M. J. J. KIRKYACHARIAN (Mouvement contre le racisme et pour l'amitié entre les peuples - MRAP) a proposé que l'un des thèmes majeurs de la Conférence soit consacré à un effort théorique visant à surmonter la difficulté liée au fait que le racisme contemporain présente une grande variété de phénomènes. Dans cet esprit, le MRAP a proposé de définir le racisme comme «l'effet global produit par l'intériorisation de l'inégalité structurelle». Une telle discussion est d'une grande portée pratique afin que l'antiracisme ne se cantonne pas à une lutte contre les effets. M. Kirkyacharian a estimé que la Conférence, pour réussir, doit aboutir à des décisions concrètes qui engagent réellement les États. De telles décisions doivent en particulier porter sur la répression pénale des actes racistes, la lutte contre la discrimination, la situation des travailleurs migrants ou l'inégalité du développement économique et social. Il faut également que les gouvernements mettent à disposition de la Conférence les ressources qui lui sont nécessaires, a-t-il conclu.
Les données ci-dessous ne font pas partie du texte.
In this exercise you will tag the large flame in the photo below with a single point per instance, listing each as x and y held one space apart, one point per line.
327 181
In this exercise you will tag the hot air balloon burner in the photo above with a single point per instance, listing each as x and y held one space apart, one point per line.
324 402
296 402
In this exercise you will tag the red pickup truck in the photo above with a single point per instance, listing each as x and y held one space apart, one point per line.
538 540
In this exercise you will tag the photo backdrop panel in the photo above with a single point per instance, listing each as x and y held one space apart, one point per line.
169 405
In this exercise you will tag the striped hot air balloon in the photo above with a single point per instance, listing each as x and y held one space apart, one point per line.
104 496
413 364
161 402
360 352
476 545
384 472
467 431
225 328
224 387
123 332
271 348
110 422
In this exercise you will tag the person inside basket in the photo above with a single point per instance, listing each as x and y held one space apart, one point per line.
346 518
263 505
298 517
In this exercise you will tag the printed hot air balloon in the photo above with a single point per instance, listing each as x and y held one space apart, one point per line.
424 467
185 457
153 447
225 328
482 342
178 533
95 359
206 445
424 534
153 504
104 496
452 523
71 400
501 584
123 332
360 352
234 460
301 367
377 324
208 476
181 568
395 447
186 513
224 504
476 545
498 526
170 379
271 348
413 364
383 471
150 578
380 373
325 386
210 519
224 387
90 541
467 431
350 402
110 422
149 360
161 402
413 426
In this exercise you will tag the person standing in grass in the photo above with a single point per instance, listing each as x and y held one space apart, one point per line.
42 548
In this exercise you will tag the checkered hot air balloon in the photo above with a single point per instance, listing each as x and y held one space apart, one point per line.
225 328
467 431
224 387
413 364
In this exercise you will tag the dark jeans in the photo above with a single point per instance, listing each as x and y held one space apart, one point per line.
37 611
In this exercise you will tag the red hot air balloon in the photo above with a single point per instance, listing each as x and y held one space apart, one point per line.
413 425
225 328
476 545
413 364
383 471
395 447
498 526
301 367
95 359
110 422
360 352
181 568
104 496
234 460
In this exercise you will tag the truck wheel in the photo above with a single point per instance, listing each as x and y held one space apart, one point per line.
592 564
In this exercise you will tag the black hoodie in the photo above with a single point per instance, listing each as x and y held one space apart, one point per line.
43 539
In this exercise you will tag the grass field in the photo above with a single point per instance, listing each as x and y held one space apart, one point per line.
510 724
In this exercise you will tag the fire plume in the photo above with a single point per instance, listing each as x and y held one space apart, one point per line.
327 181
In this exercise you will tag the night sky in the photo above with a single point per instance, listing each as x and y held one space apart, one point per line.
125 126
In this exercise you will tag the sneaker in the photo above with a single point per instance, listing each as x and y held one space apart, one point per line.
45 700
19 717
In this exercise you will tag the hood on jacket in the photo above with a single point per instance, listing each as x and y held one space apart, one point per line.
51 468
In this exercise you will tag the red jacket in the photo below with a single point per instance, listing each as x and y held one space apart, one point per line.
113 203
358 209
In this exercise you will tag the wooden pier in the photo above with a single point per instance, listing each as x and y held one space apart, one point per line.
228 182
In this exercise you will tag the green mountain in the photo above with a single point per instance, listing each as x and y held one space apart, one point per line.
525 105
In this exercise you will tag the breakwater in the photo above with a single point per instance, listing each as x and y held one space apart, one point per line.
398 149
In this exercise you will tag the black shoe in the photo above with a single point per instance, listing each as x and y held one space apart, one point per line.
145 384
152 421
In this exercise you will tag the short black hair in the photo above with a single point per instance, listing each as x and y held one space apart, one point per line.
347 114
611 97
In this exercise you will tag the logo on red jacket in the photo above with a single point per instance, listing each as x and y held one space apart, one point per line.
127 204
MME LILY LI (Parti radical transnational) a déclaré avoir été obligée d'étudier au Royaume-Uni car les universités chinoises sont fermées pour les membres du Falun Gong. En outre, la police locale exerce de fortes pressions de toutes sortes sur ses proches.

Dans une motion d'ordre, le représentant de la Chine a déclaré que l'orateur abordait des questions qui ne s'inscrivaient pas dans le point à l'examen.

Le Président a rappelé à l'organisation que le débat d'aujourd'hui était consacré à la question du racisme, soulignant que le témoignage de l'orateur pourrait être entendu lors de l'examen du point de l'ordre du jour correspondant.

MME M. S. RAJAKUMARI (Pax Romana) a estimé que les États doivent s'engager à éliminer les pratiques discriminatoires et gérer les divisions si la pauvreté doit être réduite. Il faut aller au-delà de la tolérance. La question la plus difficile à laquelle l'humanité est confrontée n'a pas été résolue par la science, c'est celle de la solidarité et de la vie en commun. Pax Romana est particulièrement préoccupée par la situation des jeunes, en particulier ceux qui appartiennent à des groupes désavantagés. Les jeunes ne devraient pas être considérés comme de simples objets mais comme acteurs engagés dans toutes les activités pour la lutte contre le racisme. Pax Romana a en outre exprimé sa préoccupation face à la discrimination basée sur la caste qui prévaut en Asie et affecte quelques 200 millions de personnes et le fait que nombre d'États membres n'ont pas ratifié la Convention sur l'élimination de toutes les formes de discrimination. Elle a recommandé que les jeunes participent activement à tous les stades de préparation de la Conférence mondiale contre le racisme et que cela se reflète dans les différents textes qui seront adoptés.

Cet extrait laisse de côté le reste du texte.